Moyamoya disease is a rare chronic progressive cerebrovascular disease. The etiology of moyamoya disease has not been established yet. If an underlying cause is detected, moyamoya disease is called moyamoya syndrome. A 27-year-old right-handed male was admitted to an external medical center with recurrent severe headaches, vomiting, and seizures. He was diagnosed with prolactinoma as a result of cranial magnetic resonance imaging and blood tests. After three months, he presented again with headache and left-sided weakness affecting both his arm and leg. Head and neck computed tomography angiography showed critical stenosis in the right distal internal carotid artery (ICA), in the right supraclinoid ICA, in the left supraclinoid ICA, and occlusion in the right ICA and middle cerebral artery. Digital subtraction angiography was performed following a preliminary diagnosis of Behçet’s disease due to HLA B51 positivity. However, the results did not support a diagnosis of neuro-Behçet’s but were instead indicative of moyamoya disease. This is the third case in which prolactinoma and moyamoya disease occur together. Moyamoya disease is a very rare chronic disease that mostly affects the cranial vessels. Patients can apply with very different complaints that may mimic other diseases.

Introduction

Moyamoya disease is a rare chronic progressive cerebrovascular disease. The prevalence of moyamoya is 3.2 to 10.5 per 100,000 population.[1] This condition is marked by the unique pathology of bilateral terminal stenosis or occlusion of the internal carotid arteries (ICA), middle cerebral arteries (MCA), and anterior cerebral arteries, accompanied by the development of basal brain collaterals. The angiographic appearance of the vascular collateral network creates this hazy image.[2] The etiology of moyamoya disease has not been established. However, especially RNF213 gene on chromosome 17q25.3 is an important susceptibility factor for moyamoya disease.[3] If an underlying cause is detected, moyamoya disease is called moyamoya syndrome.
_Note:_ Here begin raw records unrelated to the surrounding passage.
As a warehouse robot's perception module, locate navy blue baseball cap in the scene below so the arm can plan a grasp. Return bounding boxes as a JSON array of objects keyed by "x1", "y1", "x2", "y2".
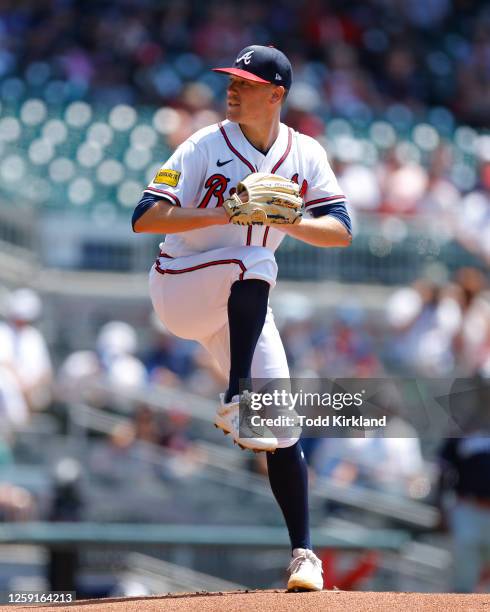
[{"x1": 213, "y1": 45, "x2": 293, "y2": 89}]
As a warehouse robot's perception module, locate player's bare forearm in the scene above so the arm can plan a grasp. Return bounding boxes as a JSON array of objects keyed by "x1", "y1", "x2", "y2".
[
  {"x1": 134, "y1": 200, "x2": 228, "y2": 234},
  {"x1": 276, "y1": 215, "x2": 352, "y2": 247}
]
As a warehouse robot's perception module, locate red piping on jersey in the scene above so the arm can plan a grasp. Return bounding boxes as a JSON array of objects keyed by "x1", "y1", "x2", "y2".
[
  {"x1": 246, "y1": 225, "x2": 252, "y2": 246},
  {"x1": 218, "y1": 123, "x2": 256, "y2": 172},
  {"x1": 305, "y1": 195, "x2": 345, "y2": 208},
  {"x1": 145, "y1": 187, "x2": 181, "y2": 206},
  {"x1": 262, "y1": 226, "x2": 270, "y2": 246},
  {"x1": 155, "y1": 259, "x2": 247, "y2": 280},
  {"x1": 271, "y1": 128, "x2": 293, "y2": 174}
]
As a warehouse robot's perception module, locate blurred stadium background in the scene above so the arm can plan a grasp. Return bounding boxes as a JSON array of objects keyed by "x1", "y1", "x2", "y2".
[{"x1": 0, "y1": 0, "x2": 490, "y2": 596}]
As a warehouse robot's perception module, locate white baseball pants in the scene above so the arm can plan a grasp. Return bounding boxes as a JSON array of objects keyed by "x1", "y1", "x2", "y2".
[{"x1": 150, "y1": 246, "x2": 289, "y2": 379}]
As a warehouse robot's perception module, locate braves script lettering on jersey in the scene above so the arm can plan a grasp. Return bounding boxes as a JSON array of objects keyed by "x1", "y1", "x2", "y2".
[
  {"x1": 136, "y1": 120, "x2": 350, "y2": 378},
  {"x1": 145, "y1": 121, "x2": 345, "y2": 257}
]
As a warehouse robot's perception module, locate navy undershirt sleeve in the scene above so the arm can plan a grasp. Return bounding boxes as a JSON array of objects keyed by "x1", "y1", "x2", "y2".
[
  {"x1": 131, "y1": 193, "x2": 165, "y2": 232},
  {"x1": 310, "y1": 202, "x2": 352, "y2": 234}
]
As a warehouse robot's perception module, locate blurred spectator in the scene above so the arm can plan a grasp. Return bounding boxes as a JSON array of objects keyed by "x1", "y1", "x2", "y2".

There are many diseases associated with moyamoya syndrome and one of these causes is brain tumors.[4-6] This case report discusses a patient who was initially suspected to have neuro-Behçet disease but was ultimately diagnosed with prolactinoma-associated moyamoya disease.

Case Report

A 27-year-old right-handed male was admitted to an external medical center with recurrent severe headaches, vomiting, and seizures. A pituitary lesion was detected in the cranial computed tomography (CT) of the patient, who had no known disease, drug use, or history of operation. Prolactin, one of the pituitary hormones, was found to be high in the patient whose pituitary macroadenoma was shown by cranial magnetic resonance imaging (Figure 1A, Figure Figure 1B). Bromocriptine was started.
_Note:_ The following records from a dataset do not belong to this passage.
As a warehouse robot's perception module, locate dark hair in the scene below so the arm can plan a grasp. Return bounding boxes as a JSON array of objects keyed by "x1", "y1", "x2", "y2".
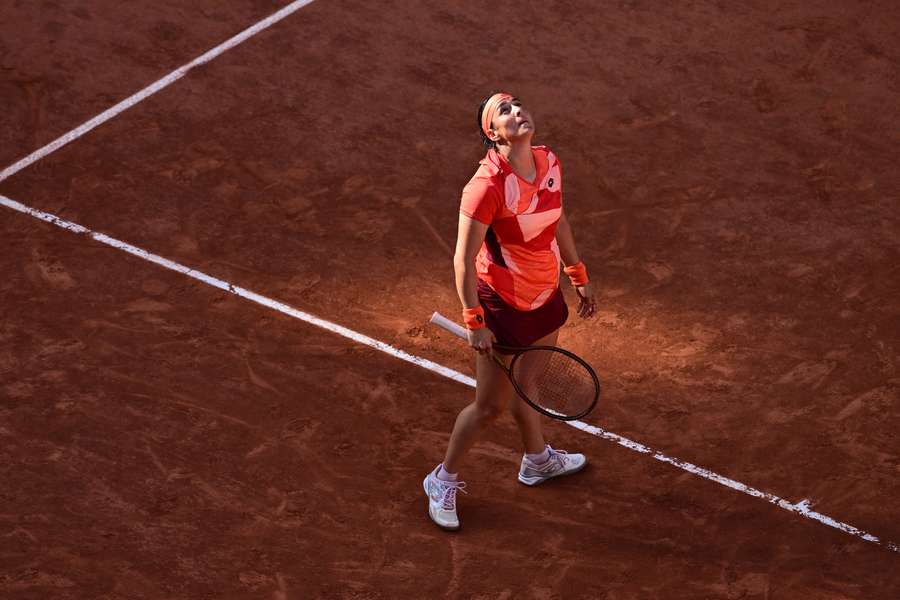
[{"x1": 478, "y1": 92, "x2": 498, "y2": 148}]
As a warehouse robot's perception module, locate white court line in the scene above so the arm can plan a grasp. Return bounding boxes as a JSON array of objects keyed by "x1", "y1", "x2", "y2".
[
  {"x1": 0, "y1": 195, "x2": 900, "y2": 553},
  {"x1": 0, "y1": 0, "x2": 313, "y2": 181}
]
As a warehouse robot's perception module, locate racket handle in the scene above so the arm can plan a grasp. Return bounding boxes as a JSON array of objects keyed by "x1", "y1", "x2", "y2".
[{"x1": 431, "y1": 312, "x2": 469, "y2": 340}]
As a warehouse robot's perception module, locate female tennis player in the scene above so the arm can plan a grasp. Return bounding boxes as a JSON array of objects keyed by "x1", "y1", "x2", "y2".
[{"x1": 423, "y1": 93, "x2": 596, "y2": 529}]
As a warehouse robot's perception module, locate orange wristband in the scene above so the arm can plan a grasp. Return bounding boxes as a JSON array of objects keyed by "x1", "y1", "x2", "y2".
[
  {"x1": 563, "y1": 261, "x2": 588, "y2": 286},
  {"x1": 463, "y1": 306, "x2": 485, "y2": 329}
]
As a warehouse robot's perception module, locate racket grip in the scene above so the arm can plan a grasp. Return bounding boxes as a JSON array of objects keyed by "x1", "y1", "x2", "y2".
[{"x1": 431, "y1": 312, "x2": 469, "y2": 340}]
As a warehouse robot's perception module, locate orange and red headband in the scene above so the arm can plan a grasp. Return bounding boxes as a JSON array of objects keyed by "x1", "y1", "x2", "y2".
[{"x1": 481, "y1": 92, "x2": 513, "y2": 137}]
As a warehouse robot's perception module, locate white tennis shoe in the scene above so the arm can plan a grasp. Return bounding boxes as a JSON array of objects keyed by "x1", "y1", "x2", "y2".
[
  {"x1": 519, "y1": 444, "x2": 587, "y2": 485},
  {"x1": 422, "y1": 465, "x2": 466, "y2": 530}
]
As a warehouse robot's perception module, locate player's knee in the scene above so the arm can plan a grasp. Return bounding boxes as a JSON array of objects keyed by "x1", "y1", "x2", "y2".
[{"x1": 476, "y1": 402, "x2": 503, "y2": 425}]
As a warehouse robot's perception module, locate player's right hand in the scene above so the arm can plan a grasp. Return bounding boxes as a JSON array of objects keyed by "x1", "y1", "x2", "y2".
[{"x1": 468, "y1": 327, "x2": 497, "y2": 354}]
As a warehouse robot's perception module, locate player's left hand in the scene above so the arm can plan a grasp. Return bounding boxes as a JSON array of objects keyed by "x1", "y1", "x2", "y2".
[{"x1": 575, "y1": 281, "x2": 597, "y2": 319}]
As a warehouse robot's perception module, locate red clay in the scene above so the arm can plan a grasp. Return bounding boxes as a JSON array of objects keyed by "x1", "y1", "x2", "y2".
[{"x1": 0, "y1": 2, "x2": 900, "y2": 600}]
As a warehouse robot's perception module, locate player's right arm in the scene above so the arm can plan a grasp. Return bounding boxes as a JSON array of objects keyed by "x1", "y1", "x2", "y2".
[{"x1": 453, "y1": 213, "x2": 494, "y2": 353}]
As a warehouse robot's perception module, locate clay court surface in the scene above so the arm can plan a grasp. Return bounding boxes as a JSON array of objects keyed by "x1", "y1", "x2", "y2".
[{"x1": 0, "y1": 0, "x2": 900, "y2": 600}]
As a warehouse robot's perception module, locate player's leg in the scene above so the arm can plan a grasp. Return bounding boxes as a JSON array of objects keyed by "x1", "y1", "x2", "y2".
[
  {"x1": 509, "y1": 329, "x2": 587, "y2": 485},
  {"x1": 509, "y1": 329, "x2": 559, "y2": 454},
  {"x1": 443, "y1": 354, "x2": 518, "y2": 473},
  {"x1": 423, "y1": 354, "x2": 515, "y2": 530}
]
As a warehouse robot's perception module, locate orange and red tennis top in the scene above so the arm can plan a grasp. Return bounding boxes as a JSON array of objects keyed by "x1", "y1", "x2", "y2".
[{"x1": 459, "y1": 146, "x2": 562, "y2": 310}]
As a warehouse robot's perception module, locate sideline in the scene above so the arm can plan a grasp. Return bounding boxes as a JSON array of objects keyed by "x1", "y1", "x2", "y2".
[
  {"x1": 0, "y1": 195, "x2": 900, "y2": 553},
  {"x1": 0, "y1": 0, "x2": 313, "y2": 181}
]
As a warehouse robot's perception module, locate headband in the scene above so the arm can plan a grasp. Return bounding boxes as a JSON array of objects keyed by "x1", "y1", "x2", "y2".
[{"x1": 481, "y1": 92, "x2": 513, "y2": 137}]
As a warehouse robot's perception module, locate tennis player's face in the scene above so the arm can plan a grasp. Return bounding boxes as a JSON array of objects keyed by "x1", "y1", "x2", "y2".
[{"x1": 494, "y1": 98, "x2": 534, "y2": 142}]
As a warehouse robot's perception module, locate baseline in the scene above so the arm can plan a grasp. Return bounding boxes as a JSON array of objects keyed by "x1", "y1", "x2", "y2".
[{"x1": 0, "y1": 195, "x2": 900, "y2": 553}]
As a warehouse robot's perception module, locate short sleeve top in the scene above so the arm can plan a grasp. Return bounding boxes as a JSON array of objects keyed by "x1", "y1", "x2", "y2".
[{"x1": 460, "y1": 146, "x2": 562, "y2": 310}]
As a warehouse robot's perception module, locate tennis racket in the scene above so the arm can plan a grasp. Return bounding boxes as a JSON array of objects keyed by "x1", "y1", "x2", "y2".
[{"x1": 431, "y1": 313, "x2": 600, "y2": 421}]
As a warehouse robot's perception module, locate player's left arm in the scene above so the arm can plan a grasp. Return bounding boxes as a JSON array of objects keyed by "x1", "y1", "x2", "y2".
[{"x1": 556, "y1": 211, "x2": 597, "y2": 319}]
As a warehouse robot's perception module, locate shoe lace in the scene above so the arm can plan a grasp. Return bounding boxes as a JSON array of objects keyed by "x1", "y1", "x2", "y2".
[
  {"x1": 438, "y1": 480, "x2": 469, "y2": 510},
  {"x1": 528, "y1": 448, "x2": 569, "y2": 472}
]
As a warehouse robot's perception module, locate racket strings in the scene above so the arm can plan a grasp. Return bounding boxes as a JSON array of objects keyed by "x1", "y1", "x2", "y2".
[{"x1": 513, "y1": 349, "x2": 597, "y2": 415}]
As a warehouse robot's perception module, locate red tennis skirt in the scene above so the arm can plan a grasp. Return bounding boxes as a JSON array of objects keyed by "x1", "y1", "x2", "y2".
[{"x1": 478, "y1": 279, "x2": 569, "y2": 348}]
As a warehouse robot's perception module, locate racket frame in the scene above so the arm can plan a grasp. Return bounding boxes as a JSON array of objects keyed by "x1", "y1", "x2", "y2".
[{"x1": 430, "y1": 311, "x2": 600, "y2": 421}]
After 3 months, he presented again with headache and weakness in his left upper and lower extremities. Head and neck CT angiography showed critical stenosis in both the right distal and supraclinoid ICA, the left supraclinoid ICA, and occlusions in the right ICA and MCA. Transsphenoidal adenoma surgery was performed the next day on the patient who had sella expansion, defect at the base of the sella, and invasion of the sphenoid sinus. Romatoid factor, anti-cyclic citrullinated peptide, angiotensin converting enzyme, antinuclear antibody, anti-neutrophil cytoplasmic  antibody, and extractable nuclear antigens profiles were found negative. HLA B51 positivity was found in the patient who was thought to have a preliminary diagnosis of vasculitis. CT scan of the chest, abdomen, and pelvis was unremarkable. The patient, who was thought to have Behçet’s disease at an external center and was started on prednisolone, colchicine, and azathioprine, was admitted to our hospital for further investigation and treatment.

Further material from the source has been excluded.